"Hmm... so you found a book you bought from a wizard in order to learn the powers I gave you and grow stronger... and then you ended up here."
The goddess Tiamat summarized Areth's story as she examined the book in her hand. After looking through it, a smile spread across her face as old memories resurfaced. Then she tossed the book. Areth barely managed to catch it before it struck him.
"Does this book belong to you?" Areth asked as he rose from atop the pile of bones, the book in hand.
"In a manner of speaking, yes... I am the author of that book."
She turned her back to him and began walking toward the temple rising behind the field of bones.
After giving the book one more glance, Areth followed her. He still had no idea what the book actually was, yet for some reason it felt familiar. He was certain he had read about something like this in the novel, but for some reason the memory refused to come to him.
Unable to stop himself, Areth spoke as he walked behind Tiamat, her crimson hair flowing like molten lava.

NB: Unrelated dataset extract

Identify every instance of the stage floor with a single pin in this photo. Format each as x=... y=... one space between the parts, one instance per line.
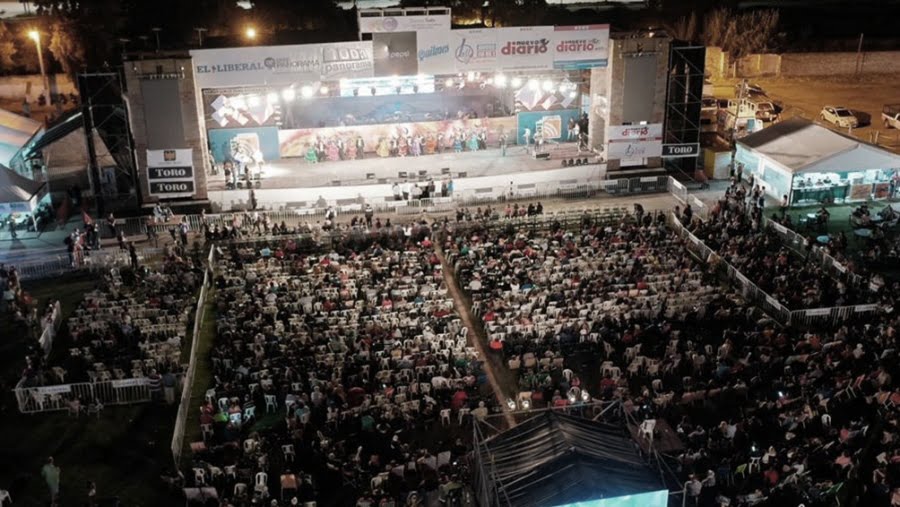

"So what does this book do?"
Tiamat smiled at the direct question, but before answering she sat down upon the throne within the temple, a seat made from the scales of some enormous avian dragon.
"It does nothing."
Areth stared at the book in surprise.
But at that very moment, Tiamat raised the cup that had appeared in her hand from nothingness and finished her sentence before taking a sip.

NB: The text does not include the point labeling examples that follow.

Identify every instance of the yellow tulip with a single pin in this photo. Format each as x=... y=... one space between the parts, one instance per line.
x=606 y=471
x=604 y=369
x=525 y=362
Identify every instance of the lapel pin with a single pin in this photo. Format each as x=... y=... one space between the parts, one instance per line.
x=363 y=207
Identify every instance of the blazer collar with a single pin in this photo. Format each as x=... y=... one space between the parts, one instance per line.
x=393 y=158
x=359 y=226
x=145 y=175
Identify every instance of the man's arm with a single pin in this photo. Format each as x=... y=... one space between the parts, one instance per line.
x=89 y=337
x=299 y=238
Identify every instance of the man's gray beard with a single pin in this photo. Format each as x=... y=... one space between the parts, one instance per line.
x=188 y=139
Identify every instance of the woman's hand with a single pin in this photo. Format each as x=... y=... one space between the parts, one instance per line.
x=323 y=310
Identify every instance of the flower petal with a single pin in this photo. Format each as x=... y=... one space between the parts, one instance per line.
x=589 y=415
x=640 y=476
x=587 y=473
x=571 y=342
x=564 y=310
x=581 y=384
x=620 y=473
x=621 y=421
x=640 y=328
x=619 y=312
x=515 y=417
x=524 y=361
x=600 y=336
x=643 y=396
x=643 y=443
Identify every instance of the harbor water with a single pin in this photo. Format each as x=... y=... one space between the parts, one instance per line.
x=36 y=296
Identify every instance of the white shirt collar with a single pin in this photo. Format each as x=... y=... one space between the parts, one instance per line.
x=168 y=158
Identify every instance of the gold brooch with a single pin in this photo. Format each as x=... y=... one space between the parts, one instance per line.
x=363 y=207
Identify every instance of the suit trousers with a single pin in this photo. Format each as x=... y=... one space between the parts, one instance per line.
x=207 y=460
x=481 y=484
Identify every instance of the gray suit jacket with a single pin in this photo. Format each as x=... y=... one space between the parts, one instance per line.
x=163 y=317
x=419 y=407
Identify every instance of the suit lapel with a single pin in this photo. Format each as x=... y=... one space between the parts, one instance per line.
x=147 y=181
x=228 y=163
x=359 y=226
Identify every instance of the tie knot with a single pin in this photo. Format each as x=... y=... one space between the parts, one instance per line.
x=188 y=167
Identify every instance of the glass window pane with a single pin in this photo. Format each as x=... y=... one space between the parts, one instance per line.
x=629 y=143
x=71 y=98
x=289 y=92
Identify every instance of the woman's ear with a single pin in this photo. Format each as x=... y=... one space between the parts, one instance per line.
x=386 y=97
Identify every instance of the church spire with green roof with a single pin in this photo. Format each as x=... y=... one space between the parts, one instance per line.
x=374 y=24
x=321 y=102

"It does nothing because you need to read the other books in the series first."
For several seconds, Areth simply stared at her.
Then he looked down at the book in his hand, and back at her again.
"A series?"
Holding her cup delicately between two fingers, Tiamat leaned back. The throne of dragon scales trembled slightly with the motion, as though it were alive. The crimson crystals hanging from the dark ceiling of the temple glimmered in response.
"The book in your hand is the fourth one," she said in the tone of a bored teacher. "Your confusion is only natural. Starting from the fourth book makes exactly as much sense for a human as the state you're in right now."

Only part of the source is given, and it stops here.